Я продолжал умалять свои таланты: сказал, что меня интересовали только отметки в журнале декана, которыми оценивались мои длиннейшие сочинения, такие неряшливые и неразборчивые, что, по мнению педагогов, в их непроходимых дебрях обязательно должно было что-то таиться. И еще история. Меня очень интересовало прошлое. Хотите послушать образец стиля моей зачетной работы? "Династия Меровингов, железной рукой управлявшая франками, в битве при Мориаке и на Каталаунских полях помогла Актиусу остановить продвижение гуннов, причем федераты франков под командованием Меровея дрались в первых рядах в самой гуще битвы".
– Боже милостивый! – воскликнула Дэфни.
– Вот я каков!
Я даже пошел на риск и упомянул имя Мерроу.
– Забавный парень, – заметил я. – Высмеивает новичков, а сам участвовал всего в трех рейдах.
Дэфни, как я обнаружил, была по-женски, до болезненного тактична: она высказывала свое мнение не раньше, чем выясняла вашу точку зрения, и часто отвечала вопросом на вопрос.
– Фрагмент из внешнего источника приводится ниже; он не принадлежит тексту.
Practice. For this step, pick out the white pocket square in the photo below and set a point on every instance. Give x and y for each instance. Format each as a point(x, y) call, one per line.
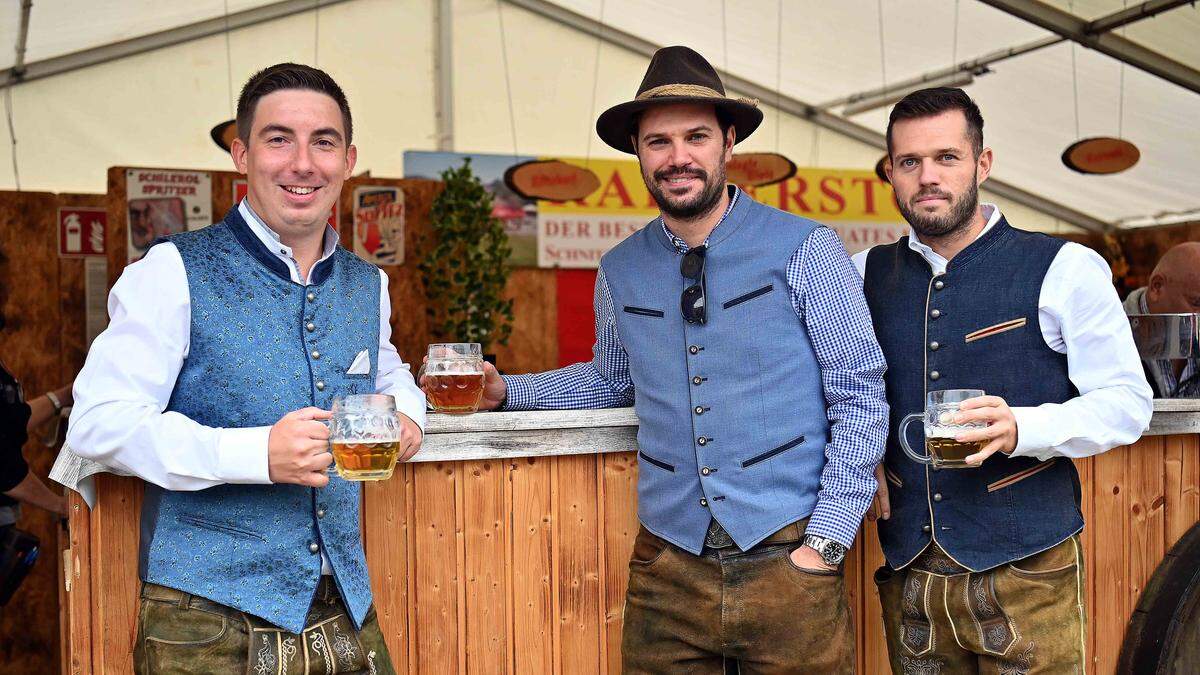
point(361, 364)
– А он хороший летчик? – поинтересовалась она.
– Отличный, – мрачно ответил я и поспешил переменить тему, опасаясь, что разговор станет слишком уж щекотливым.
После обеда, прямо посмотрев мне в глаза, она спросила, не хочу ли я пойти к ней.
Ответ мог быть только один, но все же я счел ныжным спросить:
– А квартирохозяйка? Как она относится к вашим визитерам? – Я и сам не знал, что имел в виду, и потому употребил этот иронический эвфемизм: визитеры.
– Миссис Коффин? Я же упоминала о ней в своей записке, – ответила Дэфни, игнорируя мою грубость с видом святой невинности, проявлявшейся как в выражении лица, так и в тоне голоса. – Она недолюбливает янки.
– Если судить по вашим словам, у вас частенько бывают гости.
– Не сказала бы, – искренне ответила она. Но не мелькнула ли грусть в ее глазах? Питт?
Каким же мерзавцем я себя чувствовал! Без всяких к тому оснований причинять неприятности девушке, с которой только что познакомился, и чуть ли не обзывать ее, а за что? Может, чтобы оправдаться перед самим собой за покупку презервативов еще до того, как я узнал, где она живет?